Nell’Amazzonia sono state scoperte le rovine di antiche città grazie all’utilizzo di laser che penetrano la giungla. Questi insediamenti urbani enormi sono stati scoperti recentemente grazie a 20 anni di ricerca interdisciplinare che includeva lavori sul campo e mappatura con tecnologia LIDAR (rilevamento e mappatura con luce). Questa tecnologia di imaging rivoluzionaria consente ai ricercatori di scansionare vaste aree di terreno e rilevare le impronte di strutture nascoste che non sono sempre visibili a occhio nudo.
Questa nuova ricerca costituisce il primo e più grande esempio di urbanizzazione nell’Amazzonia scoperto finora. Nel passato recente, gli archeologi hanno scoperto molti insediamenti precolombiani nel bacino amazzonico che sono rimasti non rilevati per secoli, se non millenni.
La civiltà recentemente scoperta è emersa per la prima volta circa 2.500 anni fa, con una significativa costruzione che si è verificata tra il 500 a.C. e il 600 d.C. La vasta rete di città e paesi è composta da almeno 15 siti di insediamento distinti di varie dimensioni, caratterizzati da piattaforme e piazze costruite che sono collegate da grandi strade diritte.
Le numerose scoperte includono circa 6.000 piattaforme rettangolari che misurano circa 20 metri per 10 metri e fino a 3 metri di altezza. Queste strutture sono state realizzate con terra e fango, poiché l’Amazzonia non è un luogo adatto per estrarre pietra.
Gli insediamenti sono descritti come un esempio di “urbanesimo giardino”, in cui le strutture create dall’uomo erano strettamente intrecciate con appezzamenti agricoli, caratterizzati da estesi sistemi di drenaggio e terrazze.

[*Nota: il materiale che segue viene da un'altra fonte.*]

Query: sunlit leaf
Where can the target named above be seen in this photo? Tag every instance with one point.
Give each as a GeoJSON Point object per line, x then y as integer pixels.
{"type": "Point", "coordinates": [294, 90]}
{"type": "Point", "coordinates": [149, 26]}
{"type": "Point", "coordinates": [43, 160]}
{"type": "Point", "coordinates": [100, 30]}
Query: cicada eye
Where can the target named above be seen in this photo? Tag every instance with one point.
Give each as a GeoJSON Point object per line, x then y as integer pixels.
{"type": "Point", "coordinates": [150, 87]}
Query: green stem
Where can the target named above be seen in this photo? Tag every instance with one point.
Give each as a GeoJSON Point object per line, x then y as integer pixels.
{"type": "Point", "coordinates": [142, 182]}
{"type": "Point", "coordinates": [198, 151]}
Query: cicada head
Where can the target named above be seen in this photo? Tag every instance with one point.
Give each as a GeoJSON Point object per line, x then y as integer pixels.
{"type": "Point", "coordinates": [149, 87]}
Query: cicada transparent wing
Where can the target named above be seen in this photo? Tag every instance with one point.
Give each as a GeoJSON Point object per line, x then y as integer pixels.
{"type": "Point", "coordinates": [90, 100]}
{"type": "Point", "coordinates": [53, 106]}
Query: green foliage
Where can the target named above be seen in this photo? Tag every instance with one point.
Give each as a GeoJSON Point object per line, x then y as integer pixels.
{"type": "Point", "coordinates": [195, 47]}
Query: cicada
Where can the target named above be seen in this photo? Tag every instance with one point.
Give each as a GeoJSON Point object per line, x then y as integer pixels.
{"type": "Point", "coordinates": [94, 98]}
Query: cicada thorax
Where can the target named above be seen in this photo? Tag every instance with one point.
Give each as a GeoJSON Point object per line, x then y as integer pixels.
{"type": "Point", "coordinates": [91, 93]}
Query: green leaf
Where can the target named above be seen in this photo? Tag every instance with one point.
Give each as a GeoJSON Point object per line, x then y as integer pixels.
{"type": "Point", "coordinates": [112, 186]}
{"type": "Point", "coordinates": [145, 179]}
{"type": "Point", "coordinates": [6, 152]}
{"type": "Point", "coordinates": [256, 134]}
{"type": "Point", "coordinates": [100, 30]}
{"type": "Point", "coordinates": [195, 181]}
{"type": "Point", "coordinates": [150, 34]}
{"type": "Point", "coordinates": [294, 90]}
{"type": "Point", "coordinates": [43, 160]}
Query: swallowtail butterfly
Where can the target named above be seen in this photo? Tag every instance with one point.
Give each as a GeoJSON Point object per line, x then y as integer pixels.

Secondo le storie, i colonizzatori europei hanno incontrato città giganti quando hanno messo piede per la prima volta in Amazzonia. Successivamente, gli insediamenti sono stati inghiottiti dalla giungla. Nel 1925, l’esploratore britannico Percy Fawcett e la sua spedizione sono scomparsi mentre erano alla ricerca della cosiddetta “Città Perduta di Z”, una civiltà enigmatica che credevano fosse nascosta in Brasile.
Queste storie vengono spesso considerate come racconti fantastici, ma ricerche recenti come questa suggeriscono che potrebbero aver avuto ragione.
Gli autori dello studio scrivono nella loro conclusione che “una scoperta del genere è un altro vivido esempio della sottovalutazione del duplice patrimonio dell’Amazzonia: ambientale ma anche culturale, e quindi indigeno. Come molti altri, riteniamo che sia cruciale rivedere approfonditamente le nostre preconcetti sul mondo amazzonico e, nel farlo, reinterpretare contesti e concetti alla luce necessaria di una scienza inclusiva e partecipativa”.
Lo studio è stato pubblicato sulla rivista Science.